A titre d’exemple, un entrepreneur (politique, social, économique) qui se spécialise dans un secteur d’activité de la vie, après 7 ans, doit être en mesure de comprendre et de prévoir les mouvements du secteur de son choix. Il doit aussi avoir la facilité, toute proportion gardée, de créer les conditions adéquates nécessaires à l’ajustement pour faire fructifier ses affaires, gagner la confiance et consolider sa crédibilité aux yeux des actionnaires et partenaires, s’il s’agit bien sûr d’un dirigeant évoluant dans le secteur privé. Sinon, il doit avoir le courage de décider, comme l’a si bien dit le président francais (1995-2007) de regretté mémoire Jacques Chirac, il doit avoir « Le courage de fermer boutique ».

Pour ce qui a trait aux aspects social et politique, la logique reste la même. Sauf, les dirigeants à caractère social et politique sont dans l’obligation de donner de l’espoir et de satisfaire les désidératas de chaque couche d’une plus grande communauté. L’enjeu étant tellement grand sur les générations à venir, qu’il serait irresponsablement méchant, en cas d’incertitude, de manque de leadership, de désordre et de non-progrès constatés, de ne pas changer de capitaine. Dans le cas contraire, ce bateau finira, pour répéter Zig Ziglar, dans les rochers.

En 2010, ces hommes sont arrivés au pouvoir. De Ayiti yo pa vle wè a, se li yo pral wè a en passant par lè w prezidan wa konprann jusqu’à dlo a, tè a, solèy la, moun yo, le Parti Haitien Tèt Kale (PHTK) sous ses différentes formes, au moment où nous parlons, compte 7 années au timon des affaires en Haïti. Qu’a t-il fait, juste qu’à date, pour raffermir sa légitimité questionable et contestable?

Dans le domaine de l’administration, il est plutôt acceptable de dire que les chiffres sont plus éloquents que les mots. D’abord, faisons parler les chiffres pendant les 7 dernières années. En 2010, nous avions eu un budget de 106,3 milliards de gourdes avec un taux d’inflation de 4,7% , à l’heure actuelle le taux d’inflation est de 19,5%. En 2011 avec l’arrivée de cette fameuse équipe on avait besoin de 41,60 gourdes pour un dollar, en 2019 pour un dollar on a besoin de 93 gourdes soit une différence de 51.4 gourdes. C’est un record mondial.

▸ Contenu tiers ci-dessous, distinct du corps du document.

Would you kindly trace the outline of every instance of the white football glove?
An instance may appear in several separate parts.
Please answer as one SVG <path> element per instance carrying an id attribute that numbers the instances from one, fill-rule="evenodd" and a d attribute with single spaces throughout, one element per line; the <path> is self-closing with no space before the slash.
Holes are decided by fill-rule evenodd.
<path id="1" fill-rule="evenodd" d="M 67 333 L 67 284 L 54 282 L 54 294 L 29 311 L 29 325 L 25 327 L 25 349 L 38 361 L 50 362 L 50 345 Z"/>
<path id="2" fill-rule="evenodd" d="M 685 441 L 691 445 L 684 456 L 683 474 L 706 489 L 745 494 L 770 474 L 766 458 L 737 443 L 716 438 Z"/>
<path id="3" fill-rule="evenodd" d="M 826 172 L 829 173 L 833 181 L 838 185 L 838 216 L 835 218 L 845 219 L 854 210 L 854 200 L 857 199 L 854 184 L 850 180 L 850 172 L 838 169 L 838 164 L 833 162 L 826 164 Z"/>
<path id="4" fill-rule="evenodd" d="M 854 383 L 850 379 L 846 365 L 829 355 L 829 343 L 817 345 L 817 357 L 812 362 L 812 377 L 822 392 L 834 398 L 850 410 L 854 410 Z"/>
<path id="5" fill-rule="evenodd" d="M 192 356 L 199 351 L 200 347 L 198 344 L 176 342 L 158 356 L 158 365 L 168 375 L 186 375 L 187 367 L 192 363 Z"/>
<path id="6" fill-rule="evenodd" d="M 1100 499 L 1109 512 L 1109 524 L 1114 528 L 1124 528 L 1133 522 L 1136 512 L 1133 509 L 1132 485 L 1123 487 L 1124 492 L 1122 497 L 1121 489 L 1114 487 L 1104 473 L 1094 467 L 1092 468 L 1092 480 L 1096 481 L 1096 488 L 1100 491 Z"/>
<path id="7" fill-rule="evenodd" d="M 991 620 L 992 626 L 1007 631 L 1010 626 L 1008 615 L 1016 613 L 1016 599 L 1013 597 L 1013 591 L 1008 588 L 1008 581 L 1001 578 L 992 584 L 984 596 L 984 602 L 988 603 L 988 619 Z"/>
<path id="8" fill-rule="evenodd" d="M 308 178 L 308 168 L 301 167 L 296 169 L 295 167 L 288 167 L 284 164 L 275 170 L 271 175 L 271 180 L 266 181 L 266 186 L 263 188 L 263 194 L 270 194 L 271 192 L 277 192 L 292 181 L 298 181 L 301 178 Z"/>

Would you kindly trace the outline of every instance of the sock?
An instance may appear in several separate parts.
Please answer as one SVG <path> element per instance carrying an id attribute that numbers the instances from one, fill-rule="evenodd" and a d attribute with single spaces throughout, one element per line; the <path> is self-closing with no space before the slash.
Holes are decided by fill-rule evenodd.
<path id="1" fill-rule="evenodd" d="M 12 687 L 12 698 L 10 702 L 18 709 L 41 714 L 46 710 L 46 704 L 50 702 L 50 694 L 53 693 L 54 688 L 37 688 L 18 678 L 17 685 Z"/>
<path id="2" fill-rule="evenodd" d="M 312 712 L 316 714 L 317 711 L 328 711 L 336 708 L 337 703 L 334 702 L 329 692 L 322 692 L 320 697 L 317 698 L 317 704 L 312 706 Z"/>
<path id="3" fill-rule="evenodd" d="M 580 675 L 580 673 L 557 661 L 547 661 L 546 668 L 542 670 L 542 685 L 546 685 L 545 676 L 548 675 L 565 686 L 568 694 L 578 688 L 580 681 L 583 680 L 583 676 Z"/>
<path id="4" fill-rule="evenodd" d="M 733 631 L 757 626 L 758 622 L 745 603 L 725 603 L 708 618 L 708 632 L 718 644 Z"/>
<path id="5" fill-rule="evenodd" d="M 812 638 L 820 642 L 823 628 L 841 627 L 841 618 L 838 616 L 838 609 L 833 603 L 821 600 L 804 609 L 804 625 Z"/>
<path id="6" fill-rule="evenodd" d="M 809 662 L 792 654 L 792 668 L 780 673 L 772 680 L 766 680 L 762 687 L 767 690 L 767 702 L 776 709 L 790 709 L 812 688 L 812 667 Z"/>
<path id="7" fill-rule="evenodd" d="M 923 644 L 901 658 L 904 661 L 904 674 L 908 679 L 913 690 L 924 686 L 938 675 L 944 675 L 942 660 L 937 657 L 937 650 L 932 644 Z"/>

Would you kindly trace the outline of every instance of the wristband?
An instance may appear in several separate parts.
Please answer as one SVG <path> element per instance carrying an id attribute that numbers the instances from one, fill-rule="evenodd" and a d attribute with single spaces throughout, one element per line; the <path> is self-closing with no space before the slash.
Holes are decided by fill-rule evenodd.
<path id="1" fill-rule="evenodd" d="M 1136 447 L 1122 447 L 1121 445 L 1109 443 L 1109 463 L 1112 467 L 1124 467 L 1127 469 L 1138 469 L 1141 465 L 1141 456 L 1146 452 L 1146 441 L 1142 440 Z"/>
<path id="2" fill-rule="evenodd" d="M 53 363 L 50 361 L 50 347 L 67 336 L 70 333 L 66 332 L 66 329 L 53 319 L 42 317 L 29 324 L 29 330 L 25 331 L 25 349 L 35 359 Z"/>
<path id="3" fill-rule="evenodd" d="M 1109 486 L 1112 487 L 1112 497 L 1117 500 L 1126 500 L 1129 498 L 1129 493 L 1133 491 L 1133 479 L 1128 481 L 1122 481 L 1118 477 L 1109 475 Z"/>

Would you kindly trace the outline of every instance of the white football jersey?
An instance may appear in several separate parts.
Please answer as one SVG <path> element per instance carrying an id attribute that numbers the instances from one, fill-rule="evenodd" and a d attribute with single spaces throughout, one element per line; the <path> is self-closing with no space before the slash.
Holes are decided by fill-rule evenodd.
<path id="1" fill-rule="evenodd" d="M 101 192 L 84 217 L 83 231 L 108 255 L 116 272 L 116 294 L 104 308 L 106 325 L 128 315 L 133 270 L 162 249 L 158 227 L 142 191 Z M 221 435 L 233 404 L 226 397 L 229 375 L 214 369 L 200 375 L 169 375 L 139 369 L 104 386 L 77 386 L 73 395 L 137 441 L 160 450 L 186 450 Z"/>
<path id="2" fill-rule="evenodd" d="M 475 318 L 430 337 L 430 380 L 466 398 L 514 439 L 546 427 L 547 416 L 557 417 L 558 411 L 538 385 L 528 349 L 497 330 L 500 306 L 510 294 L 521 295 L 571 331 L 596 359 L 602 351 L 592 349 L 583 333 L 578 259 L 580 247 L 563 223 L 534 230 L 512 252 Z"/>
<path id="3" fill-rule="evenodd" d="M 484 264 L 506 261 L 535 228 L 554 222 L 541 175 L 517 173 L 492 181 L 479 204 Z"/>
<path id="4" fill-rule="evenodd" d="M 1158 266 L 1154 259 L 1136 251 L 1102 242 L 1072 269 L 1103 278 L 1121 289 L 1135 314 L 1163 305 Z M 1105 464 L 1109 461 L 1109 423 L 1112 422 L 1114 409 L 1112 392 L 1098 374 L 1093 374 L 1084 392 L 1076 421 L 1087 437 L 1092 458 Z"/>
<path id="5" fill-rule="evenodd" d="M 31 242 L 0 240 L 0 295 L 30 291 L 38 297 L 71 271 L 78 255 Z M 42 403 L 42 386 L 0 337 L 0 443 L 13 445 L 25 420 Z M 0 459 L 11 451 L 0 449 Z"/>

En 2019, avec un budget de 172.8 milliards de gourdes, on est en mesure de poser ces questions combien d’écoles ont été construites de 2010 à nos jours en Haïti par ce régime? Combien de centres de santé? Combien de routes modernes ont été construites? Au contraire, la misère du peuple a augmenté, l’inflation a augmenté, le chômage bat son plein, nos villes sont en voie de disparition. Plus de jeunes ont laissé le pays pour d’autres cieux plus cléments.

Avec une majorité écrasante de députés et sénateurs au parlement, qui supportent les actions du gouvernement, le locataire du palais National, avait tous les moyens nécessaires pour réussir son mandat mais malheureusement faute de compétences il n’arrive pas à livrer la marchandise. L’heure est grave.